If I were implementing something like this, I would find it very difficult to consider the memory usage of the "child" members of individual objects, without also pulling in "parent" reference properties.
e.g., imagine a class in a game application, Player. Player has some player-specific state that's encapsulated in a public PlayerStateData PlayerState { get; } property that encapsulates what direction the player is looking, how many sprockets they're holding, etc., as well as a reference to the entire game's state public GameStateData GameState { get; } that can be used to get back to the game's (much larger) state from a method that only knows about a player.
Does MemoryCache consider both PlayerState and GameState when considering the size of the contribution to the cache?
Maybe it's more like "what's the total size on the managed heap taken up by the objects directly stored in the cache, and everything that's reachable through members of those objects"?
It seems like it would be silly to multiply the size of GameState's contribution to the limit by 5 just because 5 players are cached... but then again, a likely implementation might do just that, and it's difficult to count PlayerState without counting GameState.
If an object is stored multiple times in the MemoryCache, does each entry count separately towards the limit?
Related to the previous one, if an object is stored directly in the MemoryCache, but also indirectly through another object's members, what impact does either one have on the memory limit?
If an object is stored in the MemoryCache, but also referenced by some other live objects completely disconnected from the MemoryCache, which objects count against the memory limit? What about if it's an array of objects, some (but not all) of which have incoming external references?
My own research led me to SRef.cs, which I gave up on trying to understand after getting here, which later leads here. Guessing the answers to all these questions would revolve around finding and meditating on the code that ultimately populated the INT64 that's stored in that handle.

I know this is late but I've done a lot of digging in the source code to try to understand what is going on and I have a fairly good idea now. I will say that MemoryCache is the worst documented class on MSDN, which kind of baffles me for something intended to be used by people trying to optimize their applications.
MemoryCache uses a special "sized reference" to measure the size of objects. It all looks like a giant hack in the memory cache source code involving reflection to wrap an internal type called "System.SizedReference", which from what I can tell causes the GC to set the size of the object graph it points to during gen 2 collections.
From my testing, this WILL include the size of parent objects, and thus all child objects referenced by the parent etc, BUT I've found that if you make references to parent objects weak references (i.e. via WeakReference or WeakReference<>) then it is no longer counted as part of the object graph, so that is what I do for all cache objects now.
I believe cache objects need to be completely self-contained or use weak references to other objects for the memory limit to work at all.
If you want to play with it yourself, just copy the code from SRef.cs, create an object graph and point a new SRef instance to it, and then call GC.Collect.

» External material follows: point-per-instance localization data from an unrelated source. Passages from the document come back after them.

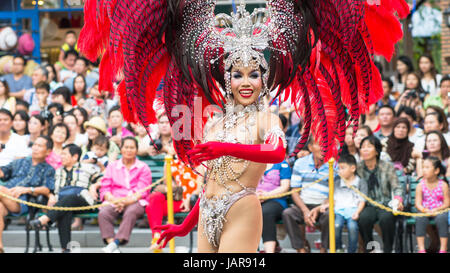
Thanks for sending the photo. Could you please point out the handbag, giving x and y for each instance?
(69, 190)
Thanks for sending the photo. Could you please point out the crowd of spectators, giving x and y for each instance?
(62, 138)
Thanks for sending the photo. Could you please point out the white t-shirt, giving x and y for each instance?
(16, 147)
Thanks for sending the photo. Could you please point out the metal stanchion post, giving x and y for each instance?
(331, 207)
(170, 218)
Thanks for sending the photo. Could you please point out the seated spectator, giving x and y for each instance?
(348, 204)
(310, 205)
(82, 117)
(79, 91)
(121, 187)
(163, 144)
(80, 68)
(13, 146)
(52, 80)
(62, 96)
(382, 183)
(59, 134)
(36, 126)
(440, 99)
(372, 119)
(116, 130)
(70, 45)
(399, 148)
(432, 195)
(415, 133)
(276, 180)
(387, 94)
(435, 145)
(433, 122)
(40, 98)
(95, 127)
(99, 154)
(7, 101)
(24, 177)
(72, 183)
(20, 123)
(17, 81)
(22, 105)
(75, 137)
(69, 62)
(386, 116)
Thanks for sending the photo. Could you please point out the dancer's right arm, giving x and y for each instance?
(170, 231)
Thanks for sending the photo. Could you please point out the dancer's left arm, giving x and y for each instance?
(271, 151)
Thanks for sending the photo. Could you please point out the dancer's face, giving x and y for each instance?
(246, 84)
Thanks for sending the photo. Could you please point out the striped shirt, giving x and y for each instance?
(305, 173)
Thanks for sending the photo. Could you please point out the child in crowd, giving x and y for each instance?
(98, 154)
(432, 195)
(348, 204)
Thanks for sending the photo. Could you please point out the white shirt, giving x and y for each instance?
(16, 147)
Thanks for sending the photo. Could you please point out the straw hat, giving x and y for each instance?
(26, 44)
(8, 39)
(97, 123)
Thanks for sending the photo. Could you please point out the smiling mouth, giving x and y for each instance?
(246, 93)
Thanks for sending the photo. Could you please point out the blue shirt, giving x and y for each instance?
(22, 173)
(304, 173)
(16, 86)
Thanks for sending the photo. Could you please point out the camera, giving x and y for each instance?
(157, 144)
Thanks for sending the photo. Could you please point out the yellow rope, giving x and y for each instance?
(40, 206)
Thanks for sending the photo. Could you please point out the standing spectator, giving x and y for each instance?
(116, 130)
(429, 77)
(124, 178)
(76, 136)
(95, 127)
(72, 182)
(415, 133)
(18, 82)
(70, 45)
(81, 67)
(79, 90)
(435, 145)
(20, 123)
(36, 126)
(276, 180)
(310, 205)
(372, 120)
(399, 148)
(62, 96)
(348, 204)
(59, 134)
(40, 98)
(432, 195)
(7, 101)
(387, 94)
(404, 66)
(441, 99)
(386, 116)
(382, 183)
(52, 80)
(14, 146)
(24, 177)
(82, 117)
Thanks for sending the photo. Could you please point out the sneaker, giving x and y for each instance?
(110, 248)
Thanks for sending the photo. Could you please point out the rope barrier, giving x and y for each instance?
(40, 206)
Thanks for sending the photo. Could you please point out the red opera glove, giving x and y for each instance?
(170, 231)
(261, 153)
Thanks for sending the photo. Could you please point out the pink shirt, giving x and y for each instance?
(121, 182)
(125, 132)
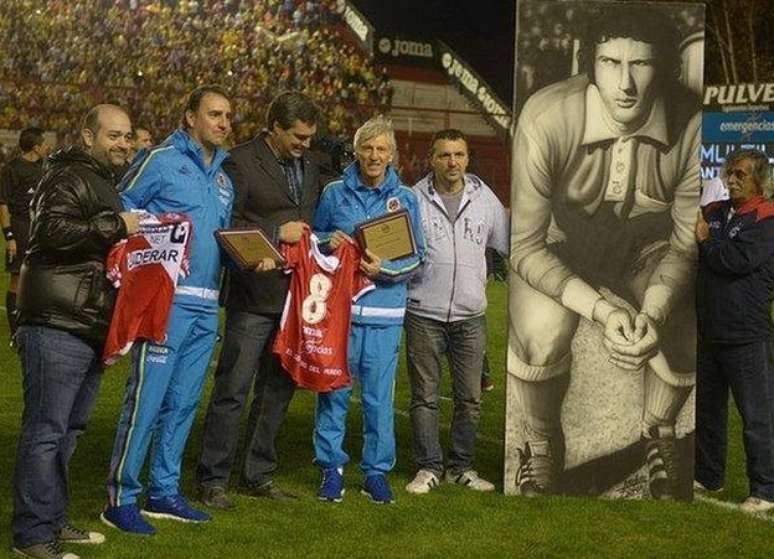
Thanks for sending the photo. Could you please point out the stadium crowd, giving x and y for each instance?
(152, 51)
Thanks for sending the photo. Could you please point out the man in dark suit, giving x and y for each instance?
(277, 187)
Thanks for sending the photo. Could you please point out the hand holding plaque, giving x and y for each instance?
(390, 236)
(248, 247)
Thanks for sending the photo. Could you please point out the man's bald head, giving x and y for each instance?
(106, 134)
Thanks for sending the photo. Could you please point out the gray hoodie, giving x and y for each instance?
(451, 285)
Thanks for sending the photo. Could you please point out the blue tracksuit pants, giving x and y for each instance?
(373, 358)
(162, 393)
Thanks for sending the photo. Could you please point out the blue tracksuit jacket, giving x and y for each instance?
(736, 273)
(347, 202)
(174, 178)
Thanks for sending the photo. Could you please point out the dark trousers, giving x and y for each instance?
(247, 336)
(61, 380)
(746, 370)
(427, 341)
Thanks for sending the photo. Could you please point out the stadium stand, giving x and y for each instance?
(152, 51)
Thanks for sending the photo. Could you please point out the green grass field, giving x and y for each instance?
(449, 522)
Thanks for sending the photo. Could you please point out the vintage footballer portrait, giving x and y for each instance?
(604, 195)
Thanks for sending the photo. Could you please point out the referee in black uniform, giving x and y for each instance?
(17, 183)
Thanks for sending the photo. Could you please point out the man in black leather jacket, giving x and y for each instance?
(65, 303)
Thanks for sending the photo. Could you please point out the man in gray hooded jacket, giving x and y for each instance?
(461, 217)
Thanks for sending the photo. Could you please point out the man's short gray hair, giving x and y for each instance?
(374, 127)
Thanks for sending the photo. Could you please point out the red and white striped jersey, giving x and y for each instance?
(313, 339)
(145, 269)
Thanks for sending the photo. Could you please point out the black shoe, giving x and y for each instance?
(267, 490)
(215, 497)
(537, 473)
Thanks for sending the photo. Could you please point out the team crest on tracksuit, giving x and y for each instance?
(224, 192)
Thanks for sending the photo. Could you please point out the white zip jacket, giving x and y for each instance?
(451, 285)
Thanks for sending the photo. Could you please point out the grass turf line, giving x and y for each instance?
(449, 522)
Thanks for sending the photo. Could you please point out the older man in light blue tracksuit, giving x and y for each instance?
(369, 189)
(461, 217)
(183, 175)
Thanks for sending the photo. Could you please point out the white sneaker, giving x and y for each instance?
(470, 479)
(423, 482)
(756, 505)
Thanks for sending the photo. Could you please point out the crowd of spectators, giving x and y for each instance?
(152, 51)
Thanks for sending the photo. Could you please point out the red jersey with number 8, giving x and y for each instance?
(313, 339)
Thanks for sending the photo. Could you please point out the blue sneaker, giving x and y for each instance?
(377, 489)
(174, 507)
(332, 485)
(127, 519)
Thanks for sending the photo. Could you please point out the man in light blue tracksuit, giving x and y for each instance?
(182, 175)
(369, 188)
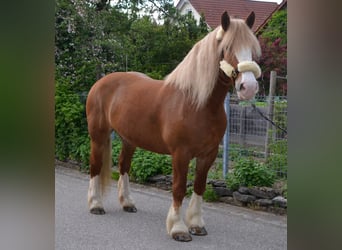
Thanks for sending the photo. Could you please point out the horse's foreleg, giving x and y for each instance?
(125, 159)
(100, 163)
(175, 225)
(193, 217)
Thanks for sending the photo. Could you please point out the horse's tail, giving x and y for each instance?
(106, 172)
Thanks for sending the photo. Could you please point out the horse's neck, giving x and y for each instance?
(220, 91)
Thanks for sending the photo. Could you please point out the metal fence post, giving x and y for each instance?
(269, 136)
(225, 164)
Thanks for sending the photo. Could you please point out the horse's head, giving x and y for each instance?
(237, 46)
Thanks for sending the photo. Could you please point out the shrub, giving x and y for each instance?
(248, 172)
(277, 159)
(70, 123)
(210, 194)
(146, 164)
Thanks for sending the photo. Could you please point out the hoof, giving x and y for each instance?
(97, 210)
(130, 209)
(198, 231)
(183, 237)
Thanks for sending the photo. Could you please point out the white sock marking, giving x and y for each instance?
(94, 193)
(174, 222)
(124, 191)
(194, 211)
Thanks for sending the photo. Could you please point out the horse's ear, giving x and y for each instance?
(250, 20)
(225, 21)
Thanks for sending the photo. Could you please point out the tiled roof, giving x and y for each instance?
(213, 10)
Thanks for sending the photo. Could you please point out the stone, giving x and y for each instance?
(222, 191)
(157, 178)
(280, 201)
(263, 192)
(244, 198)
(243, 190)
(219, 183)
(227, 199)
(263, 202)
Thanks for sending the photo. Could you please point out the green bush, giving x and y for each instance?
(146, 164)
(210, 194)
(70, 123)
(277, 159)
(248, 172)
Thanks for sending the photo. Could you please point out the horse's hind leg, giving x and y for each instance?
(125, 159)
(193, 217)
(100, 164)
(175, 225)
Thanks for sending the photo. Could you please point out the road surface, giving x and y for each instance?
(229, 227)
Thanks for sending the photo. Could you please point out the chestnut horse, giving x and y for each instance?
(182, 115)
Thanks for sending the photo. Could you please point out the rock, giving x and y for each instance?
(243, 190)
(222, 191)
(263, 202)
(280, 201)
(263, 192)
(219, 183)
(189, 183)
(244, 198)
(227, 199)
(157, 178)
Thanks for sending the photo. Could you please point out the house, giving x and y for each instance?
(212, 10)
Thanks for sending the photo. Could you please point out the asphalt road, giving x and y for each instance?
(229, 227)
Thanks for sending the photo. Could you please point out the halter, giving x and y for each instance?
(244, 66)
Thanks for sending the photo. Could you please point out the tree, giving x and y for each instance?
(273, 42)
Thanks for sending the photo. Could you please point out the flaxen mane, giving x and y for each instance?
(196, 75)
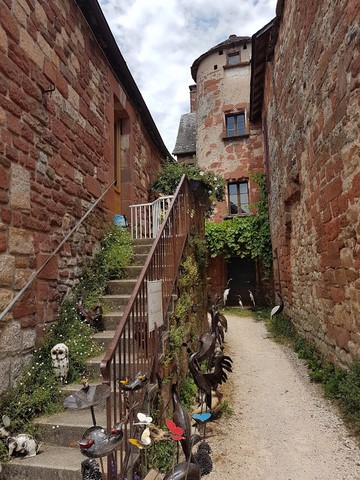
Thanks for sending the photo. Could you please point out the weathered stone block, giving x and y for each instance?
(20, 241)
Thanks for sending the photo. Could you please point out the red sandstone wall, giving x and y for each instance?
(56, 157)
(312, 102)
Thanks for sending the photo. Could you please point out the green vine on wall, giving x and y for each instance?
(244, 237)
(171, 174)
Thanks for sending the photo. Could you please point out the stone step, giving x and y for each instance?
(112, 319)
(52, 462)
(93, 366)
(115, 302)
(132, 271)
(125, 286)
(66, 428)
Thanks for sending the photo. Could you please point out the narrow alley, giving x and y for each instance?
(282, 427)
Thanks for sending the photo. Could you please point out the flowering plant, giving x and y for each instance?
(169, 178)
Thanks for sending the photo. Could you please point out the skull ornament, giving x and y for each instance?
(60, 360)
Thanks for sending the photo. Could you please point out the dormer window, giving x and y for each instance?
(233, 58)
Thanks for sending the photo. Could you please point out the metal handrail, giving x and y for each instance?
(146, 218)
(39, 270)
(133, 349)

After the collection the approximate size will be set to the size of the object graph.

Related

Best practise referencing objects

The question itself is not directly related to XNA but the issue i have is. I am interested in the performance effect for referencing objects to methods/functions. For instance, in XNA i often see code referencing the complete Game1 object when there is only the need for a specific value or object like the GraphicsDevice, or just the viewport lying much deeper in the hierarchy. I always reference the specific value or object because i think this is best practise, often i have to go back and add another value if needed.
So what is best practise for referencing values and objects to methods/functions? Does it matter much or is it just somekind of pointer? So a pointer to simple int or a huge object would be the same? Things get more obvious when this gets stored in another class in a property, there needs to be another memory block reserved for the property, right?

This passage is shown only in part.